Google landmarks data set

Above: Heatmap of the landmark locations in Google-Landmarks-v2.

Image Credit: Google

According to Bingyi and Weyand, Google-Landmarks-v2 contains over 5 million images of more than 200,000 different landmarks collected from photographers around the world. The photogs in question labeled their own images — which depict the Neuschwanstein Castle, Golden Gate Bridge, Kiyomizu-dera, Burj Khalifa, Great Sphinx of Giza, Machu Picchu, and other famous sights — and submitted them for inclusion. Then, Google researchers supplemented them with historical and lesser-known images from Wikimedia Commons, the Wikimedia Foundation’s online repository of free-use images, sounds, and other media.

So what’s the deal with Detect-to-Retrieve framework? Cao and Weyand say the published model — which was trained on a subset of 80,000 from the original landmarks data set — leverages bounding boxes from an object detection model to give “extra weight” to image regions containing items of interest, significantly improving accuracy.

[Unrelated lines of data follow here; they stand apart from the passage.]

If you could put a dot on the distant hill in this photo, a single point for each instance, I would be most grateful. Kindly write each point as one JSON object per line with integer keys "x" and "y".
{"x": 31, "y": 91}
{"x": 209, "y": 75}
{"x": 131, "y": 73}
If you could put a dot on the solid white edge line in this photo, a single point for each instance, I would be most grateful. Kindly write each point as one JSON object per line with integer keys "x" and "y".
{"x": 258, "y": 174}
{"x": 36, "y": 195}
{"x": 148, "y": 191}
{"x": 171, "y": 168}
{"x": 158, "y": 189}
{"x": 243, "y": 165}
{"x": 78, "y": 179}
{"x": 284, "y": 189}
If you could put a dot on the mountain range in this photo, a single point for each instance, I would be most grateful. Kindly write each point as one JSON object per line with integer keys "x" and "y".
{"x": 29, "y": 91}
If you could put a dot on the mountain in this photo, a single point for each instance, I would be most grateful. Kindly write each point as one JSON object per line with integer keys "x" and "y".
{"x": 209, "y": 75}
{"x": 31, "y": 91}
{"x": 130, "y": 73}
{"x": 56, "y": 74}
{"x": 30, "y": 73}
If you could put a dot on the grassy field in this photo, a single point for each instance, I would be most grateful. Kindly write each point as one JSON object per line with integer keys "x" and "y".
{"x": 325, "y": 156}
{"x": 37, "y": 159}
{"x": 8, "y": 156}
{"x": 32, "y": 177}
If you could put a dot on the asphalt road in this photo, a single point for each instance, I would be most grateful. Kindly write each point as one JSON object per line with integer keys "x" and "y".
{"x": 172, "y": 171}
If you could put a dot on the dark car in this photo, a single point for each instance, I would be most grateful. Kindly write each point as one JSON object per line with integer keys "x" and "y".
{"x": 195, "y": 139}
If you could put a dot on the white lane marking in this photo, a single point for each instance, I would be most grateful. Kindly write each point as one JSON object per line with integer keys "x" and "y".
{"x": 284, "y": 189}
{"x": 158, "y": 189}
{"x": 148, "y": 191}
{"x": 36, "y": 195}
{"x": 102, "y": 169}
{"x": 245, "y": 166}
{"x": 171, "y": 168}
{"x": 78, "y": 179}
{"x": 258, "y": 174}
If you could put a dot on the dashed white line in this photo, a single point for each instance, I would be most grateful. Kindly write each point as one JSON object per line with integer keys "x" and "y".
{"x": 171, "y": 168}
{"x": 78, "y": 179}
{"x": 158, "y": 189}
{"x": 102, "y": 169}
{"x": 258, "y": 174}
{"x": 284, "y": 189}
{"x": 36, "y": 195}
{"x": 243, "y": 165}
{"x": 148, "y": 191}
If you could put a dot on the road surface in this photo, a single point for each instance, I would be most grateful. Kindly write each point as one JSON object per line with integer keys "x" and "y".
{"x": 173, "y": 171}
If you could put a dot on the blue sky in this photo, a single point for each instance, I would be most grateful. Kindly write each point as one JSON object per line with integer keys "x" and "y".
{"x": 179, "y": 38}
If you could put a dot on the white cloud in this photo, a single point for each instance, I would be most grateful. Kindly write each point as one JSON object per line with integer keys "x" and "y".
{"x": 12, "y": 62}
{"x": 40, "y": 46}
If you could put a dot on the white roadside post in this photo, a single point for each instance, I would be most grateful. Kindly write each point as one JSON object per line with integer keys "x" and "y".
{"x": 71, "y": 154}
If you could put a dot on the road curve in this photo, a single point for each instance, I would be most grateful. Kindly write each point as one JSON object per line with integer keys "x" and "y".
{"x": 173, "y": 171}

Both Landmark Recognition 2019, which tasks entrants with designing landmark-detecting AI models, and Landmark Retrieval 2019, which has competitors use an AI system to find images showing a target landmark, are open for entry. Both include cash prizes totaling $50,000, and Bingyi and Weyand say the winning teams will be invited to present their methods at the Second Landmark Recognition Workshop at the 2019 Conference on Computer Vision and Pattern Recognition in Long Beach, California later this year.